Lymphoblastic leukemias/lymphomas are predominantly diseases of childhood, where they represent almost all acute leukemias; however, they are also encountered with significant frequency in the adult population. These neoplastic processes can be of B-cell or T-cell derivation and are composed of immature precursors of either lineage. The classification of B-lymphoblastic neoplasms relies predominantly on genetic and molecular findings, whereas the same is not true for those of T-lymphoid origin. Many of these recurrent cytogenetic abnormalities have important prognostic and therapeutic implications.
Most lymphoblastic leukemias show a B-cell phenotype, whereas most lymphoblastic lymphomas are of T-lymphoid origin.
Morphologically, distinguishing between B and T lymphoblasts is virtually impossible; therefore, immunophenotypic analysis is required for diagnosis.
The classification of B-lymphoblastic processes relies heavily on genetic and/or molecular findings, unlike T-lymphoblastic processes, which are not subclassified based on such criteria.

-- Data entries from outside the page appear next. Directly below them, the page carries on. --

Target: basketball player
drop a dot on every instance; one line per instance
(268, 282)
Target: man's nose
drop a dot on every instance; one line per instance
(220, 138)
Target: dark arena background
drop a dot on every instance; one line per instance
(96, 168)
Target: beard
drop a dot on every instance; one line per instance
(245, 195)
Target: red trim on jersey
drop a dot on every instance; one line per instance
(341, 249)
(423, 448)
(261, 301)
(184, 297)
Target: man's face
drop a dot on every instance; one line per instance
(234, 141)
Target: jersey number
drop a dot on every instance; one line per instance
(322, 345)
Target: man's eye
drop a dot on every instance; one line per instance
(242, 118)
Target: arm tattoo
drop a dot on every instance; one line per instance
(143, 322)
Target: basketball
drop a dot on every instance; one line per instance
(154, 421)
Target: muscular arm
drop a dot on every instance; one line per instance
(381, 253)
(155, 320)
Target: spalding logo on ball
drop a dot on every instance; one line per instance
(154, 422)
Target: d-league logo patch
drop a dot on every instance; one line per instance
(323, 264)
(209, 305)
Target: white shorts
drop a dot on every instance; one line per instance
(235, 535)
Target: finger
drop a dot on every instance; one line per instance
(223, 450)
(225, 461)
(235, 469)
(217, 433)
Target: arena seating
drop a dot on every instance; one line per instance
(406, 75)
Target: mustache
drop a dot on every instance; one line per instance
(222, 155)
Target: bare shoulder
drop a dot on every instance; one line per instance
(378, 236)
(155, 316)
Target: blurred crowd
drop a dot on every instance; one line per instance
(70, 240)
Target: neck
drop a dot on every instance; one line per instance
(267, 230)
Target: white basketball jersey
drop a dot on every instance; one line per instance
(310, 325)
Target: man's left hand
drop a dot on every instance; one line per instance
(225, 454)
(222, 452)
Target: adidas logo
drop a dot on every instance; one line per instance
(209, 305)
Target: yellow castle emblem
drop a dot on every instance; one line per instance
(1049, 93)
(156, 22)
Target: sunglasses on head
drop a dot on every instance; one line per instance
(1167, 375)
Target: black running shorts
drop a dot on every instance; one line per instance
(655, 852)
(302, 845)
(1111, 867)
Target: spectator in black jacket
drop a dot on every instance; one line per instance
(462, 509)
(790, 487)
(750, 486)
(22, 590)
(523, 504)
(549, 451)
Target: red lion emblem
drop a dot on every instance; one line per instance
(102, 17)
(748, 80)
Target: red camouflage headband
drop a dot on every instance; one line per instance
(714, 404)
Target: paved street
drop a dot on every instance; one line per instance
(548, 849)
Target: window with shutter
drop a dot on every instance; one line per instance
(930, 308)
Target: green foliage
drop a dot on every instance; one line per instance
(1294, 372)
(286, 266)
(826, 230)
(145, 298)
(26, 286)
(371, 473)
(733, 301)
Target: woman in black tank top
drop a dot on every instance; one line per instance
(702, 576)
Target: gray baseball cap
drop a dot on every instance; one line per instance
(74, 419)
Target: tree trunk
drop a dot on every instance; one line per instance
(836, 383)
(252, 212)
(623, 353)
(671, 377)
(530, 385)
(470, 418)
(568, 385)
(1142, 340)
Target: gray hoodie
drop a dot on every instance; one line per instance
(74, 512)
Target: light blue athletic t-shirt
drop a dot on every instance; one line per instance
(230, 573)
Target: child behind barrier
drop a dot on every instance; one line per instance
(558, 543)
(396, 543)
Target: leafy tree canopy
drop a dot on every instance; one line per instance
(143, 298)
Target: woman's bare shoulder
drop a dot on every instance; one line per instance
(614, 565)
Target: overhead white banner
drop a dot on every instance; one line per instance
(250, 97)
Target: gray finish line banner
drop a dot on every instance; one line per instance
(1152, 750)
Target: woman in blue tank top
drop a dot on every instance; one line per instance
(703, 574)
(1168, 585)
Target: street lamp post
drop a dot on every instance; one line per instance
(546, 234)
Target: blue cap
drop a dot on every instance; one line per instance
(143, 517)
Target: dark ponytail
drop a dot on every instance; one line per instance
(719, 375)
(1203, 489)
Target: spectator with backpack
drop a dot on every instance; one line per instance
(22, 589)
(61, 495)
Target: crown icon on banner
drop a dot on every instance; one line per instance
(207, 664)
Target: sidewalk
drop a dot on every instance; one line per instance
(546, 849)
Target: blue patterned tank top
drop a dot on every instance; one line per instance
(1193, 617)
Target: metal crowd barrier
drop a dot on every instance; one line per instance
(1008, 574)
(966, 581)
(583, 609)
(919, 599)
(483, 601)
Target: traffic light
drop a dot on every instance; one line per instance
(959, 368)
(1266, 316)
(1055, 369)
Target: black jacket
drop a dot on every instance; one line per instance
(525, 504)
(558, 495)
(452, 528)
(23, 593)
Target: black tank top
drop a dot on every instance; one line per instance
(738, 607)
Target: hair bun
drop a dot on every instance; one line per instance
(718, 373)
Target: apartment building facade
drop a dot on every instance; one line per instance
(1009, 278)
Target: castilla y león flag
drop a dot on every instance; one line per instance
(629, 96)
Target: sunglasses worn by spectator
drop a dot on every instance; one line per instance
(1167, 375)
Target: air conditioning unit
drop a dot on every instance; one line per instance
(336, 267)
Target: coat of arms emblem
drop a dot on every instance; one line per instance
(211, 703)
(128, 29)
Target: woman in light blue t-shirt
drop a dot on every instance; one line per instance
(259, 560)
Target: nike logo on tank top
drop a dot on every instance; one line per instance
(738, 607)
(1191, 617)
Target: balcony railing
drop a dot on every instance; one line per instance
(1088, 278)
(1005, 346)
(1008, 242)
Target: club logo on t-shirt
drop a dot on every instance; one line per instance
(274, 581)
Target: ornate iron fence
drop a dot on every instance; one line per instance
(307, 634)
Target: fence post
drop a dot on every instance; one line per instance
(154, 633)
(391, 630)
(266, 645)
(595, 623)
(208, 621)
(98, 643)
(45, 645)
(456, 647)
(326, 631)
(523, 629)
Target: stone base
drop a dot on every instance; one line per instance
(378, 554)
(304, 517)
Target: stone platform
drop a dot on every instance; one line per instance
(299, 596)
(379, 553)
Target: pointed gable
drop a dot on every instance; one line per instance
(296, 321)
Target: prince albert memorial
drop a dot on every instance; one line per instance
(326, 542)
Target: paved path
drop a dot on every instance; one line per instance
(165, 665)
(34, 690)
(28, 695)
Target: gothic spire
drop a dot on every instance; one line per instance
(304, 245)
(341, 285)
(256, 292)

Cytogenetic abnormalities in B-lymphoblastic leukemia have major prognostic implications; however, early response to therapy remains the most important outcome indicator.
Lymphoblastic neoplastic processes include lymphoblastic leukemias as well as lymphoblastic lymphomas (LBLs) and represent clonal proliferations of lymphoid precursors of generally B-cell or T-cell derivation even though, rarely, natural killer (NK) phenotype might be observed. In general, if a lymphoblastic neoplasm presents in the form of acute leukemia, the likelihood of B-lymphoid origin is significantly higher (80%–85%) compared with T-cell derivation (10%–15%), whereas the opposite is true in cases with lymphomatous presentation. The distinction between leukemia and lymphoma is generally based on the degree of peripheral blood and/or bone marrow involvement. If the initial diagnosis is based on peripheral blood and/or bone marrow, a threshold of 20% is recommended by the World Health Organization (WHO) and the term acute lymphoblastic leukemia (ALL) is used; however, if the malignant process shows exclusively or predominantly tissue involvement, then the term LBL is preferred. The situation becomes slightly more complicated if both tissue and bone marrow/blood involvement are present. As a rule of thumb, if the initial diagnosis is that of LBL and subsequent bone marrow analysis performed usually for staging purposes shows no or limited involvement, the diagnosis remains LBL; however, if significant involvement is present, the diagnosis becomes lymphoblastic leukemia. The threshold between limited and significant is arbitrary and is generally set at a value of 25% given that patients with LBL accompanied by bone marrow involvement that is greater than 25% do better with leukemia rather than lymphoma therapy protocols.